On top one should apply the general principles of good experimental design (replication, blocking and randomisation) as outlined for the AP-MS workflow.
"Proximity-dependent biotinylation approaches performed on a single bait protein can generate hundreds to thousands of putative partner identifications (with parameters such as the amount of material and the sensitivity of the mass spectrometer significantly influencing these numbers). Importantly, however, in most cases the majority of these proteins are not true proximity partners for the bait of interest. Many are instead: biotin-labeled in the absence of the recombinant enzyme (e.g. endogenously biotinylated proteins such as mitochondrial carboxylases); proteins that are promiscuously biotinylated with most baits (e.g. with BioID in HEK293 cells, filamin A belongs to this category), or; proteins that bind non-specifically to the affinity support (sepharose or other bead types)."
Proximity Labeling
Table of contents
General description
In proximity-dependent biotinylation experiments a protein of interest (bait) is fused with a promiscuous enzymatic activity that allows marking proteins in close vicinity.
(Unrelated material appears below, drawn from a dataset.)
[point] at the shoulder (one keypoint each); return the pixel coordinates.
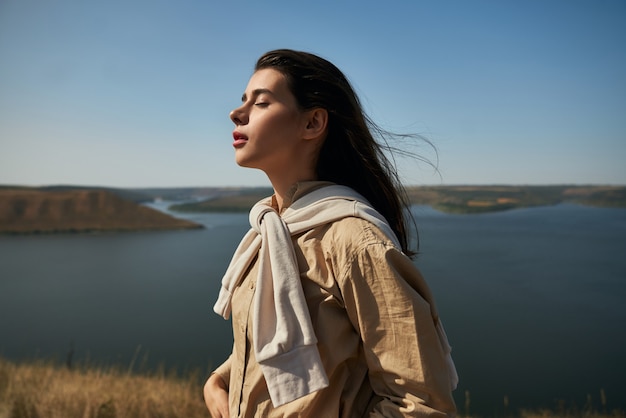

Typical enzymes are protein biotin ligases or peroxidases. Biotin ligases (BirA, BioID2, TurboID, miniTurboID) use biotin as a substrate and modify lysine residues in nearby proteins, whereas peroxidases (HRP, APEX, APEX2) convert biotin-phenol to short lived radicals in the presence of peroxide, finally leading to tyrosine biotinylation of proteins. This biotin modification is afterwards used as purification handle exploiting conventional streptavidin capture methods. In contrast to AP-MS workflows this allows using very harsh lysis and purification conditions, since prey proteins are not enriched via weak interactions. This also allows detecting rather transient kiss-and-run type of contacts between proteins, or marking the proteome in a cellular compartment.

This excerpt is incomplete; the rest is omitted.